The only place to eat was a Denny's restaurant, he said, and a mobile "Jesus bus" that provided baked potatoes and burritos for $9 a day.

"I think ($9) was what they knew how to say," he said, explaining the price.

Denny's had a limited menu and the only drinks available were 7-Up and Coca Cola or liquor, with supplies of those also getting low.

The DHHS sent 32 cases of medical supplies such as gloves, trauma care and wound care supplies and IVs, but because supplies also were deployed to Texas and Florida for hurricane victims there, some supplies were limited until they could rebuild the supply.

It's amazing how many supplies we went through," Armstrong said, adding shortages impact local communities.

There is a shortage of saline, he said, because it is made in a plant in Puerto Rico that sustained damage.

"Puerto Rico definitely (operates) on island time," Armstrong said. "Everything is so slow."

That includes the process of restoring electricity, he said.

"There was no electricity to street lights, and power lines were down everywhere," he said. "We started seeing more and more lights every night."
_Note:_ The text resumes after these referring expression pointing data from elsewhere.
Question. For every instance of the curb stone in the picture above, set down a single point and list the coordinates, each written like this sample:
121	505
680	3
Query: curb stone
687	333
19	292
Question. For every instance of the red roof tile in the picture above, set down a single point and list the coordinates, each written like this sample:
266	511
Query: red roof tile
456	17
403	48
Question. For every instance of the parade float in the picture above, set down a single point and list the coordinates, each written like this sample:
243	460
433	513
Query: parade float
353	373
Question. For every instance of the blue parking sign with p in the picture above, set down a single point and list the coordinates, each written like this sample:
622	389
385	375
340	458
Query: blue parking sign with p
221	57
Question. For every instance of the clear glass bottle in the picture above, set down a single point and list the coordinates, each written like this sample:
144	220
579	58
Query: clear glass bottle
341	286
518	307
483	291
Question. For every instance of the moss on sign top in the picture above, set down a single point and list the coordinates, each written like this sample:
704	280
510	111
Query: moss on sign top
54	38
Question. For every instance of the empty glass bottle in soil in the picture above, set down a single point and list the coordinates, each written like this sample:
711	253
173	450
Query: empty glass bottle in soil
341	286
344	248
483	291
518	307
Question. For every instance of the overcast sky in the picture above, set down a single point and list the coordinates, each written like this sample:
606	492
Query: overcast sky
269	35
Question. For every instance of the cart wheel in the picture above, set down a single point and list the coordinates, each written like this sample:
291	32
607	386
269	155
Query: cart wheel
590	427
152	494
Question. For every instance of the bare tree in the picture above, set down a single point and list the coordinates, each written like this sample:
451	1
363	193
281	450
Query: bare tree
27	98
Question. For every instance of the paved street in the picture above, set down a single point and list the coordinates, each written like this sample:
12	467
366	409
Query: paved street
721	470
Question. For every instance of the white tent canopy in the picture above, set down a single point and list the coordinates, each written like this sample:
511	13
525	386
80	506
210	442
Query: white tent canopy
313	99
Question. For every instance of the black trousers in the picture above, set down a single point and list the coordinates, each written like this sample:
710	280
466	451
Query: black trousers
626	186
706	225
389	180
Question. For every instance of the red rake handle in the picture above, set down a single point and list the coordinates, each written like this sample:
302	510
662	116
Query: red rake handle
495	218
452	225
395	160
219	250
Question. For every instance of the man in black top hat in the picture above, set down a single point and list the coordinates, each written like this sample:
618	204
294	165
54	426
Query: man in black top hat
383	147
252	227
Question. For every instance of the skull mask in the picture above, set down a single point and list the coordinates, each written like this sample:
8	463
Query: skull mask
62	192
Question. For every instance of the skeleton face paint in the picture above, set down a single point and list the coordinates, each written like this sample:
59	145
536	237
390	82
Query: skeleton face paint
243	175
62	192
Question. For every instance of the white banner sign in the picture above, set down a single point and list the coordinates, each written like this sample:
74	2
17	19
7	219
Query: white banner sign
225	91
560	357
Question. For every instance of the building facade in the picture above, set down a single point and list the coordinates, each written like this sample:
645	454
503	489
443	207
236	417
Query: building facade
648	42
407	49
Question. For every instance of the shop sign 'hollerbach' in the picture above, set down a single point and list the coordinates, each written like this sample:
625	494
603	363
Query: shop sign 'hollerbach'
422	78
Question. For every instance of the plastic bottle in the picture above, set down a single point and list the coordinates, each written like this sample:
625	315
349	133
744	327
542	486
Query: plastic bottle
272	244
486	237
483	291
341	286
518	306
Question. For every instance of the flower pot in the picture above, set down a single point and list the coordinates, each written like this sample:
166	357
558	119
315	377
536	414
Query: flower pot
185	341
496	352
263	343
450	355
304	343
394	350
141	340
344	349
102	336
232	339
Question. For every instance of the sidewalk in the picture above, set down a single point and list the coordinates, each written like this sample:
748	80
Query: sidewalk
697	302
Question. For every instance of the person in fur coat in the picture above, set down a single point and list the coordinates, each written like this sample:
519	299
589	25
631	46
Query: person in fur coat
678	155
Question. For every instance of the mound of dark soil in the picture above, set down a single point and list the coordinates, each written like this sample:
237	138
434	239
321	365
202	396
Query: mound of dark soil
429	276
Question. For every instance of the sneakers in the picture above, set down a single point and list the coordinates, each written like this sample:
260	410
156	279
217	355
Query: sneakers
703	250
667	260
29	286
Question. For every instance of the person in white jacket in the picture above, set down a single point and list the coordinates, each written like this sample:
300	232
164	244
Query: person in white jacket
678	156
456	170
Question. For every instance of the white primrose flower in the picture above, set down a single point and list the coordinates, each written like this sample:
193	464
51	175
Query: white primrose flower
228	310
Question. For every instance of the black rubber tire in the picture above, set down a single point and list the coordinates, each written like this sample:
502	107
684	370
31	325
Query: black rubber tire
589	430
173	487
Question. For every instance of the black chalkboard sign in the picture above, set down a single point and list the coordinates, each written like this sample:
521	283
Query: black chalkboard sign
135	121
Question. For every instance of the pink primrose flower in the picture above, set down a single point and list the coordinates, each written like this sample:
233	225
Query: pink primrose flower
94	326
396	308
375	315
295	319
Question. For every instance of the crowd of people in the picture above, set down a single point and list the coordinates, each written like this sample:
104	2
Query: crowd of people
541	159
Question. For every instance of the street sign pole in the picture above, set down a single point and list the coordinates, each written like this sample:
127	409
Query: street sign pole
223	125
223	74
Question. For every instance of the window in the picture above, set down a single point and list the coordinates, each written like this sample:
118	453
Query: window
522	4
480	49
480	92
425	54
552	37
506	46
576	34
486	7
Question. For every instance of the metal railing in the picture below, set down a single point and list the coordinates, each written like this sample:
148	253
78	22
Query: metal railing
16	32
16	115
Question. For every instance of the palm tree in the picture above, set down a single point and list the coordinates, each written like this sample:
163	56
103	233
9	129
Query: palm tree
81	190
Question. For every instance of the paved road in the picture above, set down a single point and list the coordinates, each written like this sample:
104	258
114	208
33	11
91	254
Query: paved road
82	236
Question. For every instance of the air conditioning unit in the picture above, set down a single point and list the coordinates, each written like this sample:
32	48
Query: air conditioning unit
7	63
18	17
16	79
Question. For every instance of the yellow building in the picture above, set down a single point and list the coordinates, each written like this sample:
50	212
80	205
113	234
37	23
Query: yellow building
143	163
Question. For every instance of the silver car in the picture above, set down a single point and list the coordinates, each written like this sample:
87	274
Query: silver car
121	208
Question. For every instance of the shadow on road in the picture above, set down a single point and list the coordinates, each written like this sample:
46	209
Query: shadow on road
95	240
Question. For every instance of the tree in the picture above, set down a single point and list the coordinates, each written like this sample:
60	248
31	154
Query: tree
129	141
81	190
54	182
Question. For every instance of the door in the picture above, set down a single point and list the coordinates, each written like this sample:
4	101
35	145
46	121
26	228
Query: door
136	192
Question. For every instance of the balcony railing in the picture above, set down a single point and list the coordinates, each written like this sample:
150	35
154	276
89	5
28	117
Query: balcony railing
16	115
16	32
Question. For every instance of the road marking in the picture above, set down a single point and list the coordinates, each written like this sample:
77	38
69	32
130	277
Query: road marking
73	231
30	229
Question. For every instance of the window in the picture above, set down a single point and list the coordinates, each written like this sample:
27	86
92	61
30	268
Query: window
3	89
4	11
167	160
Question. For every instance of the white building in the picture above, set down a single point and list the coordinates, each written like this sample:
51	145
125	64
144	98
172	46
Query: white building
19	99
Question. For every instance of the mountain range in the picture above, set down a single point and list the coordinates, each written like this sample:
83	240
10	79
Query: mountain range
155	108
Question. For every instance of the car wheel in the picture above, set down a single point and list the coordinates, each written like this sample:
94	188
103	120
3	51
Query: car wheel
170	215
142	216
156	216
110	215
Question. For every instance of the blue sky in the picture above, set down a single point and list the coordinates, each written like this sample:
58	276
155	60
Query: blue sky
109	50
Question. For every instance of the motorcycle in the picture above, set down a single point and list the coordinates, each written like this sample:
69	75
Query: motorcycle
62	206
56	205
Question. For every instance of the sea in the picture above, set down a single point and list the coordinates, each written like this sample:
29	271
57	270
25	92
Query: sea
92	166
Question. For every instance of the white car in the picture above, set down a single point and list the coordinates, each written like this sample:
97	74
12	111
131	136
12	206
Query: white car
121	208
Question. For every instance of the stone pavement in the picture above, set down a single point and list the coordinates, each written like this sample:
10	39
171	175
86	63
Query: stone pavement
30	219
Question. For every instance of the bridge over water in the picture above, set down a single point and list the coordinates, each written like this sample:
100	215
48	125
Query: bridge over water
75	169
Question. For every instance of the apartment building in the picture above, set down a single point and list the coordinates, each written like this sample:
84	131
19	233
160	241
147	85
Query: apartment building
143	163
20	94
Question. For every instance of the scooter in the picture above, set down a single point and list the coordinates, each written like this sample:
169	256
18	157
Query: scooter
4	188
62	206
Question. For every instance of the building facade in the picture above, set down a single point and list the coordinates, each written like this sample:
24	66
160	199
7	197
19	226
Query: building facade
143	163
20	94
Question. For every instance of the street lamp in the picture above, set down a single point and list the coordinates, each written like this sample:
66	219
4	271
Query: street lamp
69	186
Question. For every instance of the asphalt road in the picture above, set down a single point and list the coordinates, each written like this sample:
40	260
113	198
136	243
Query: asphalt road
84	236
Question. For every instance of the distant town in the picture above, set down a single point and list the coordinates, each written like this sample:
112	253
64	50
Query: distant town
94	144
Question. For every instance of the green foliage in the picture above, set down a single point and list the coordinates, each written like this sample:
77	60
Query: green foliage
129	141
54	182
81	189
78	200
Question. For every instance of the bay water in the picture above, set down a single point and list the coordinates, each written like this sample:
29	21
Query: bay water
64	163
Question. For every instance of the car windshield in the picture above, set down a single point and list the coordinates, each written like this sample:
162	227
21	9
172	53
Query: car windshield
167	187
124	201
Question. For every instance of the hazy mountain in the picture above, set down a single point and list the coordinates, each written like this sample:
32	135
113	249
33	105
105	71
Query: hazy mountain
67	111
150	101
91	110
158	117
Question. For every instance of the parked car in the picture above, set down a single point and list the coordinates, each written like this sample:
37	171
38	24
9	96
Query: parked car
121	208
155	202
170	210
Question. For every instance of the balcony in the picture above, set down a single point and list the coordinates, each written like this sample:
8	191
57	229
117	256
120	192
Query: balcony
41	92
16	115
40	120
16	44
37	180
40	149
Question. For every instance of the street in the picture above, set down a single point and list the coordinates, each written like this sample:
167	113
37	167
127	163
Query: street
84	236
At the end of his deployment, the shelter housed only two patients, including one on hospice that was admitted to the hospital and a second that found placement in a nursing facility.
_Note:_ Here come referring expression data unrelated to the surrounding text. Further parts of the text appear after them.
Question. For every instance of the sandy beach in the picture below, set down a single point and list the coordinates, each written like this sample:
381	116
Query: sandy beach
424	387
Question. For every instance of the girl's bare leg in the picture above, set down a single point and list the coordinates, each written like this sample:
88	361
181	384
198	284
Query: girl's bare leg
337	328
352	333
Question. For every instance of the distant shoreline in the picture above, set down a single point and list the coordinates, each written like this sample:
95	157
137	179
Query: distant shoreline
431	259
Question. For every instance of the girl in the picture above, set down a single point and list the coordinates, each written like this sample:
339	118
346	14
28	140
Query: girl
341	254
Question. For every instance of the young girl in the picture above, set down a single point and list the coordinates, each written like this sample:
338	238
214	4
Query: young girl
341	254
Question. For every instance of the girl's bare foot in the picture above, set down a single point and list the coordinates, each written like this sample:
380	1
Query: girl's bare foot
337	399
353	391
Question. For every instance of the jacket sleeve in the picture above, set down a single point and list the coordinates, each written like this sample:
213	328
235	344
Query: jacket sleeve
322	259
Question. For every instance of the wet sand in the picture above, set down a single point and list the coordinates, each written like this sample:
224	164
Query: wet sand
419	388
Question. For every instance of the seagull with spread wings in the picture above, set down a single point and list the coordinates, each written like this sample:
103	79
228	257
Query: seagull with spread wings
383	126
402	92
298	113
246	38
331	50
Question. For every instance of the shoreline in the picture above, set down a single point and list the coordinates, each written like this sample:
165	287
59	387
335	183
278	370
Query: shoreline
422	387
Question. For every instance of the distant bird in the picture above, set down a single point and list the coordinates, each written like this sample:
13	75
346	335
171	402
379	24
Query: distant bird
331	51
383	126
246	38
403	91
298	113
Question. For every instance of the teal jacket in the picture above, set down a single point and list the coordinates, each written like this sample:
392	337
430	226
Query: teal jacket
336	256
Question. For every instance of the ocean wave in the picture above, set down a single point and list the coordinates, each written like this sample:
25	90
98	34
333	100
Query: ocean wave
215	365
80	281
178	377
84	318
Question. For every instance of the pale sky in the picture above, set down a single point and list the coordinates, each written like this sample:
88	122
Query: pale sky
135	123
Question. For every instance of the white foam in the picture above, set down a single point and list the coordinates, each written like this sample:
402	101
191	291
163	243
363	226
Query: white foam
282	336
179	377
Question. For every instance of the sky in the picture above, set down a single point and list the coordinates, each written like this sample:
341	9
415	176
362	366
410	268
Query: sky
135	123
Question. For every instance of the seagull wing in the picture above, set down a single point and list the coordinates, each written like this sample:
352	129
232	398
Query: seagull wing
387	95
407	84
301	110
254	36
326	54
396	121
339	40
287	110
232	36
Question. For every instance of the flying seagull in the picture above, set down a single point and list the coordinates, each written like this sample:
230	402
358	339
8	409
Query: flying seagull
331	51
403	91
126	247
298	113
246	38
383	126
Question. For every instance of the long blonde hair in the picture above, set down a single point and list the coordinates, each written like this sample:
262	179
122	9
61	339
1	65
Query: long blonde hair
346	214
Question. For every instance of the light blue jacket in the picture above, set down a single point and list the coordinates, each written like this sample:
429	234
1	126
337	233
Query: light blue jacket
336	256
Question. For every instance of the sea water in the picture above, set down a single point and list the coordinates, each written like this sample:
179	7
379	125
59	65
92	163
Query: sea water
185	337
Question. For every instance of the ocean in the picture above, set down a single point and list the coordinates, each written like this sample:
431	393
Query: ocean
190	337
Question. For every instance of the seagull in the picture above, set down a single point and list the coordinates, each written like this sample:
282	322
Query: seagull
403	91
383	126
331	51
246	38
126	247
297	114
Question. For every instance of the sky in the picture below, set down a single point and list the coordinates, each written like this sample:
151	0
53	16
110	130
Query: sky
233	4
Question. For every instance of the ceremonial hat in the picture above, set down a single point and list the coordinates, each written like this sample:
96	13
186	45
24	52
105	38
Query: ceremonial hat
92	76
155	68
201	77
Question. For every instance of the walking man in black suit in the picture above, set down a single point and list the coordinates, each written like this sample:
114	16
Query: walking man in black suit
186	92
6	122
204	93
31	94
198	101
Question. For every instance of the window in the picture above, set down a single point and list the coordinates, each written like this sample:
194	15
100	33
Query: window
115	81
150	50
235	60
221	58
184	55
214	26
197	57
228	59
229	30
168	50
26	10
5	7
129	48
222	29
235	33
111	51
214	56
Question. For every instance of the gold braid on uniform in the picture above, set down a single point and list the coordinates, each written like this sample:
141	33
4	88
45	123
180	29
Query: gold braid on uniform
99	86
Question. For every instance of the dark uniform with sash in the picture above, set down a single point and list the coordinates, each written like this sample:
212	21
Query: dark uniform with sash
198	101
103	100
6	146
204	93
That shelter then closed down, he said, but the other continued to operate with teams rotating every two weeks.

"They wanted us to deploy from Puerto Rico to the Virgin Islands," Armstrong said, but only one pharmacy tech accepted the assignment.
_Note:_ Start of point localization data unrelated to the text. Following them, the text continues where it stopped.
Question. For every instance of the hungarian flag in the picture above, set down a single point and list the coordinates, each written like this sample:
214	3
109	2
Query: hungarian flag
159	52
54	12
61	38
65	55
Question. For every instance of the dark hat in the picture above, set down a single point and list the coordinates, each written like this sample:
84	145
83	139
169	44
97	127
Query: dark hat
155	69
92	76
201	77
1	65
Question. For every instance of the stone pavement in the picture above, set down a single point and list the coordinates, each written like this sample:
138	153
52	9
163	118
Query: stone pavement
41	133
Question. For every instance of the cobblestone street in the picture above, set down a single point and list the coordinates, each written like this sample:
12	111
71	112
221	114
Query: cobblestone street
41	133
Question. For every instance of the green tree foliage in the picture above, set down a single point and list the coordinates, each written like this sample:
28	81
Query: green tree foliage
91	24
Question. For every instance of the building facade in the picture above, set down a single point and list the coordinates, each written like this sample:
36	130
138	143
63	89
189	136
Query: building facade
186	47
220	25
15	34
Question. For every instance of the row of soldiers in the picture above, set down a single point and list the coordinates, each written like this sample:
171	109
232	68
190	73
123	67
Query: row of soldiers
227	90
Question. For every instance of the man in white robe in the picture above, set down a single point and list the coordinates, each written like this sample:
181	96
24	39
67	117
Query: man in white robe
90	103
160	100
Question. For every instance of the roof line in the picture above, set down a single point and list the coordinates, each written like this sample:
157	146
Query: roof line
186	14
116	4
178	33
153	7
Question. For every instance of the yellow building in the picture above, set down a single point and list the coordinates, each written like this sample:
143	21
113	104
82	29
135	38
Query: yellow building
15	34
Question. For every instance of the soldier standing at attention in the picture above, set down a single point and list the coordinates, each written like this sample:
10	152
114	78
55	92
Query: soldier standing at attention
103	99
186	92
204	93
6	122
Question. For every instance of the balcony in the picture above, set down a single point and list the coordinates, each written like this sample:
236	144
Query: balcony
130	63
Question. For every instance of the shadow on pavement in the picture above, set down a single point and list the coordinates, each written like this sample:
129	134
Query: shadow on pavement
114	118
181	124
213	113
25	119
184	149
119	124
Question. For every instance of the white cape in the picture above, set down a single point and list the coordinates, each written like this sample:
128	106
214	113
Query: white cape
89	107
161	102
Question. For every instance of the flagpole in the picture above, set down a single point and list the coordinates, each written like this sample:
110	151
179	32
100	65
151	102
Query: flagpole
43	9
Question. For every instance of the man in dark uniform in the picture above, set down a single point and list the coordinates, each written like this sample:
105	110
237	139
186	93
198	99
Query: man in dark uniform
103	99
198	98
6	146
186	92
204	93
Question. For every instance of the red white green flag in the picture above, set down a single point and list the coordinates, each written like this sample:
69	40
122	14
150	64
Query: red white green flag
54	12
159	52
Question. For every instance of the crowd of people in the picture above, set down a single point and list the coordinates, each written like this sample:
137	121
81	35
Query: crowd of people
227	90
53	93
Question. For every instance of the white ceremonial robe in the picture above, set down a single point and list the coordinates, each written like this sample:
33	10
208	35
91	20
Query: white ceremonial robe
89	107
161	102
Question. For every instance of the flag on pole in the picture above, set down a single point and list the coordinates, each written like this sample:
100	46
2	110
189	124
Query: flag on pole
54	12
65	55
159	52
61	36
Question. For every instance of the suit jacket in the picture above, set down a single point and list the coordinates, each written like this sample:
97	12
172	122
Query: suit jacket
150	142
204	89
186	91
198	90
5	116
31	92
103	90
"It's humbling to see how things happen there versus here," he said. "We have a lot of resources. Although Puerto Rico is a territory of the United States, things are totally different."

The conditions he found "70 days after the initial incident, still blew my mind -- the way they were operating and the resources they had gone through."

Brandenburg said the island has a high poverty level and most people earn money from tourism.

"They're trying to get that up so people can go back to work," she said.

Armstrong said the DHHS is pushing for the island to become self-sufficient again.

He said the goal is "to push it back to the local level so they can sustain themselves with local resources."

He said he found his experience to be "very valuable, not only for the professional side, but personally. I appreciate what we have here."

That includes technology, he said, which was in short supply in Puerto Rico, forcing them to use hand-written forms and communicate "face-to-face."

They did have Internet at the hotel so Armstrong could send pictures back to Brandenburg, he said.

He said he also found a difference in what is considered a critical patient in Puerto Rico.

"You have a person on a ventilator and with a tracheotomy that you're suctioning regularly, but they don't meet the criteria. You're handling them upstairs with a paramedic" instead of in intensive care, Armstrong said.

Brandenburg said, "I'm hoping his experience will give us a broader view for planning and bring up things we have not thought about" in making the local disaster plan.

In addition to serving as a paramedic with the Johnson County Ambulance District, Armstrong is a member of the State of Missouri Emergency Management Agency's Missouri-1 Disaster Medical Assistance Team, Disaster Mortuary Operations Team and the Kansas City Mortuary Operational Response Group.

He also is a firefighter with the Johnson County Fire Protection District and deputy coroner with the Johnson County Coroner's Office.